For this to work you directory should have:

  1. a language directory with crawled data e.g. az a. this language directory should have the input data for the language which could be wiki or crawled data processed by Babel. e.g. az/crawls-minf10
  2. a burstinessMeasures directory with burst..en and burst.. files
  3. a config file, which specifies various configuration options. An example would be:

useprefix=true useprefixcands=false inputDataDirectory=. burstinessMeasuresDirectory=burstinessMeasures wikipredir=wiki-minf10-Prefix/output crawlspredir=crawls-minf10-Prefix/output usesuffix=true usesuffixcands=false wikisufdir=wiki-minf10-Suffix/output crawlssufdir=crawls-minf10-Suffix/output byfreq=false crawlsdir=crawls-minf10/output wikidir=wiki-minf10/output frwikiwords=wiki-minf10/output/srcinduct.list frcrawlswords=crawls-minf10/output/srcinduct.list dictfile=/nlp/users/shreejit/MTurkDicts/mturk.$LANG$ useLog=true readData=true writeData=true doClassification=true

  1. A MTurk dictionary file as specified in the config file. which has individual word translations as gathered by MTurk HITS

The config file must contain options as mentioned below for the language it is run Config read: prefix prefix candidates suffix suffix candidates do frequency read/write data do classification do logistic regression

If the readData option is set to true, then it reads 4 files in the language crawls sub directory

If byfreq is set to true, then the script will read edit.NUM.scored time.NUM.scored aggmrr.NUM.scored context.NUM.scored if not then reads context.scored time.scored aggmrr.scored edit.scored which are present in the /<crawl/wiki>/output directory e.g. az/crawls-minf10/output

If dofreq and readData options are set to true, then 10 runs are done over the whole training and evalation (though data is only generated once). These are added to a scores array which should have crawls context crawls time edit crawls aggmrr uniq set of words for each freq bin

After this, 1/3 of the data is written to training, test and blind data sets in the vowpal wabbit.

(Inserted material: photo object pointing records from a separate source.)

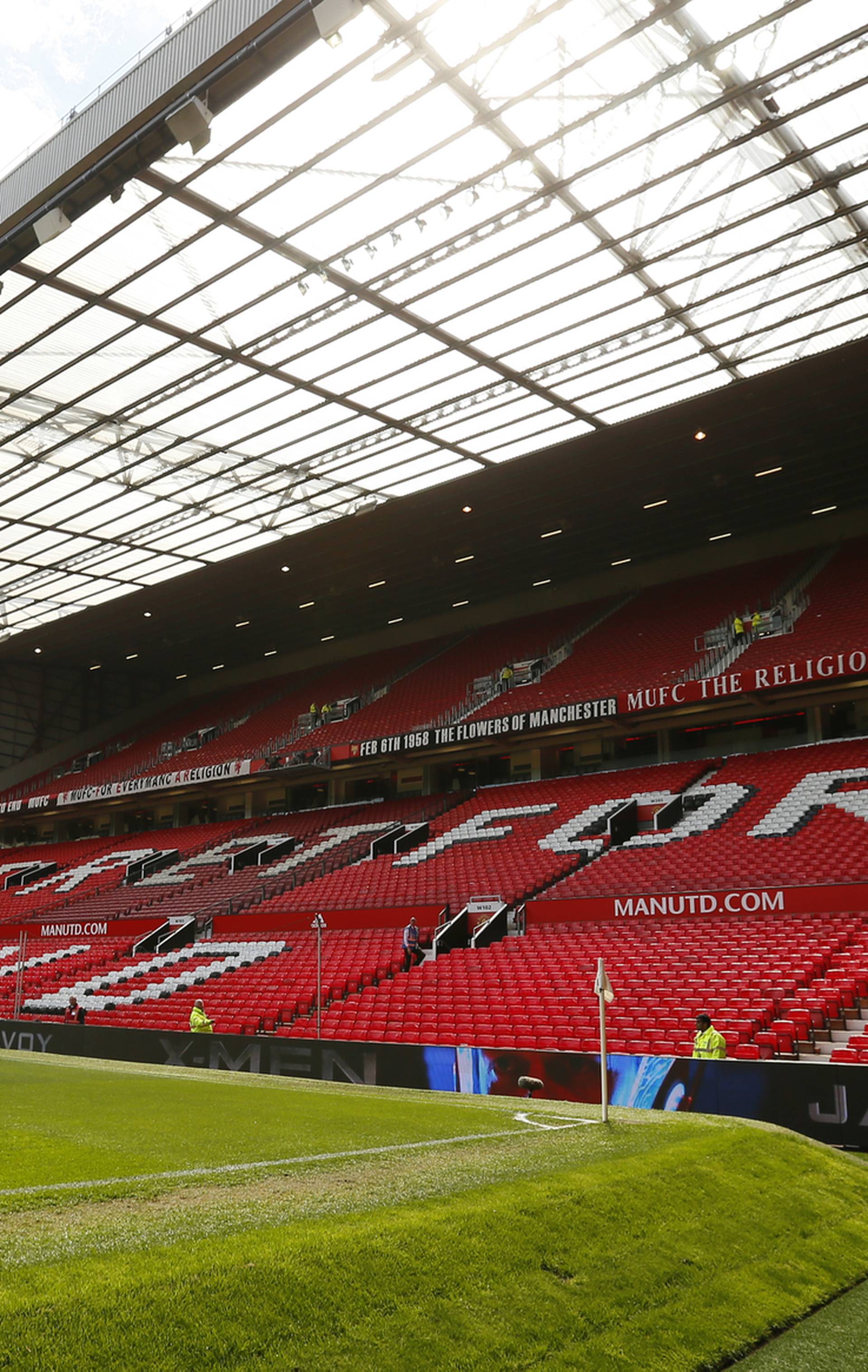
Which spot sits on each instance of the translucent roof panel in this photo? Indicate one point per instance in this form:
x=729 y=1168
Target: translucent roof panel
x=464 y=235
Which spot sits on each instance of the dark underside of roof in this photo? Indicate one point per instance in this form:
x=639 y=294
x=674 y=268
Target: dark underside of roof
x=810 y=419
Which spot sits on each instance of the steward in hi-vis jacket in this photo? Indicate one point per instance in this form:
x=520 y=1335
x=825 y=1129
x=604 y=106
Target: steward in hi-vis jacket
x=708 y=1042
x=199 y=1023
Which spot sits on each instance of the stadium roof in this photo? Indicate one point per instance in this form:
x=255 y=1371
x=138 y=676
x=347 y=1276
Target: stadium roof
x=465 y=234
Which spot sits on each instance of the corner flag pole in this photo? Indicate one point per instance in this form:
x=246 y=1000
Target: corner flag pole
x=603 y=987
x=319 y=924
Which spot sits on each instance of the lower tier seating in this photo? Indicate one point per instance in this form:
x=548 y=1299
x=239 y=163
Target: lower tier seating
x=774 y=985
x=764 y=980
x=249 y=983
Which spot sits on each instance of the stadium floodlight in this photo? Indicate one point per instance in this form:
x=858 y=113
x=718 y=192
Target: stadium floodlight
x=191 y=124
x=50 y=226
x=332 y=15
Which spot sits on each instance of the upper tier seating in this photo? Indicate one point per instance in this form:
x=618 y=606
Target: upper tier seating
x=835 y=618
x=278 y=721
x=247 y=981
x=819 y=835
x=652 y=640
x=443 y=682
x=489 y=846
x=538 y=992
x=139 y=752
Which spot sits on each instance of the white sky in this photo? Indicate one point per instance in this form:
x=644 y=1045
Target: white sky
x=57 y=51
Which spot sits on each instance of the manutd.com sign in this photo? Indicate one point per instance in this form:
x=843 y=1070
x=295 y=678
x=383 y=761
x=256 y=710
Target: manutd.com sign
x=783 y=901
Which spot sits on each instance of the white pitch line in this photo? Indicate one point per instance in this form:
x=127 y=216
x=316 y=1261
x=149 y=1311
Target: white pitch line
x=254 y=1167
x=537 y=1124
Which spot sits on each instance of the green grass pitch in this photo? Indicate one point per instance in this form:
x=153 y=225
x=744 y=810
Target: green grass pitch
x=169 y=1219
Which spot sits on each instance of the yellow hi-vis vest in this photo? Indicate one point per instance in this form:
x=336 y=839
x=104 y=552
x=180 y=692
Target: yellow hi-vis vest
x=709 y=1045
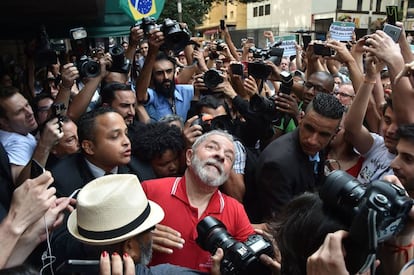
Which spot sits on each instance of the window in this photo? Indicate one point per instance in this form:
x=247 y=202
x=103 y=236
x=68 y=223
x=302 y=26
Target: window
x=267 y=9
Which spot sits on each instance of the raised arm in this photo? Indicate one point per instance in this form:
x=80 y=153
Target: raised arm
x=382 y=46
x=353 y=121
x=155 y=40
x=81 y=101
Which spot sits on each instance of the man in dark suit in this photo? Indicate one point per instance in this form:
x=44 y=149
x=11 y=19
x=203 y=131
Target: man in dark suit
x=294 y=163
x=105 y=149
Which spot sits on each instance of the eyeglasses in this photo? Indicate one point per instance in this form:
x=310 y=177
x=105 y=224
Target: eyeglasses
x=317 y=88
x=343 y=94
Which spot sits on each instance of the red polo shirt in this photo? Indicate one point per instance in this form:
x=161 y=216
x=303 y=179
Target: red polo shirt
x=170 y=194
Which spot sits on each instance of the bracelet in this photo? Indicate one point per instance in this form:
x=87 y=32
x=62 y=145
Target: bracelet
x=401 y=248
x=370 y=81
x=64 y=87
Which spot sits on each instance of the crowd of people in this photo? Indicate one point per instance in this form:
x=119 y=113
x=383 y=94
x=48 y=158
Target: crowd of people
x=132 y=160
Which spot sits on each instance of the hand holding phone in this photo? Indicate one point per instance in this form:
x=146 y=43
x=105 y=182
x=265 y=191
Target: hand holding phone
x=393 y=31
x=222 y=25
x=322 y=50
x=36 y=169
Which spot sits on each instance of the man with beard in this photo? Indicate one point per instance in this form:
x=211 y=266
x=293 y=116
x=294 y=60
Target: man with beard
x=403 y=164
x=97 y=224
x=155 y=86
x=189 y=199
x=17 y=121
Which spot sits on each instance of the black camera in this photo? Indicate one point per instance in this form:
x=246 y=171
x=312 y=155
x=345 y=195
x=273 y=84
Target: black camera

Vowpal wabbit is used for the supervised learning. It will either run linear or logistic regression depending on the option in the config.

After this it computes the accuracies of the predictions and checks if any of the correct answers are in the top sorted candidates or not.

##VOWPAL Section

The following can be done about the reviewers’ comments:

  1. The vw package has a neural network mode, as well as the option to add quadratic and cubic features automatically. We can test with them individually to check the accuracy.
  2. Vowpal also has —l1 and —l2 regularization modes that can help cut down on the feature space. We could try the elastic net and keep very small weights like 0.0001 on both and see how that works.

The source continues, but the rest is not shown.